Reciprocal actions of Wnt9A and BMP4 on chondroitin‐4‐sulfotransferase (CHST11) expression in relation to arylsulfatase B activity (1005.2)

Initial experiments in human colonic epithelial cell lines and in the arylsulfatase B (N‐acetylgalactosamine‐4‐sulfatase; ARSB)‐deficient mouse showed that reduction in ARSB and the resultant increase in chondroitin‐4‐sulfate (C4S) were associated with reduction in chondroitin‐4‐sulfotransferase expression and ~50% reduction in sulfotransferase activity with overall increase in total sulfated glycosaminoglycans and C4S. Our experiments have also shown that decline in ARSB leads to increase in Wnt9A expression in human colonic epithelial cells and mouse intestine. Since modeling of the extracellular matrix by Wnt and BMP4 involves their interactions with sulfated glycosaminoglycans, including chondroitin sulfate, we evaluated the interactions among ARSB, Wnt9A, BMP4, and chondroitin‐4‐sulfotransferase (CHST11). Following silencing of Wnt9A by siRNA, the CHST11 expression increased to ~3 times baseline and the sulfotransferase activity increased to ~1.6 times the baseline. In contrast, when BMP4 was neutralized by blocking antibody, the CHST11 expression declined to ~50% of the baseline level.
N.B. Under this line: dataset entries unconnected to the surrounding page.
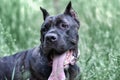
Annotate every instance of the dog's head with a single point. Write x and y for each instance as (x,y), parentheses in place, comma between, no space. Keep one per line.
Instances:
(60,33)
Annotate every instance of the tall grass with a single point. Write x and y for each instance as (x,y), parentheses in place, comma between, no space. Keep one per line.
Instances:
(99,42)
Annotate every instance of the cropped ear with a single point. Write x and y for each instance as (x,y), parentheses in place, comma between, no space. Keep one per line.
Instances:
(69,11)
(45,13)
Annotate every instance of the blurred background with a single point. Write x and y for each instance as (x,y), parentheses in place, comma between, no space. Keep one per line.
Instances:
(99,43)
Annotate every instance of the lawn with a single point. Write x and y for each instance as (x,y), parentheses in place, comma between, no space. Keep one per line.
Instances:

Exogenous administration of BMP4 increased the CHST11 expression to 2‐3 times the baseline level. In ARSB‐deficient mice, the BMP4 expression was ~50% of the value in the wild‐type control, and consistent with a decline in CHST11 expression. Both BMP4 and Wnt exert crucial effects in modeling of the extracellular environment, and these observed opposing effects on CHST11 expression and in relation to ARSB activity may be fundamental to their interaction and to their structural and functional effects.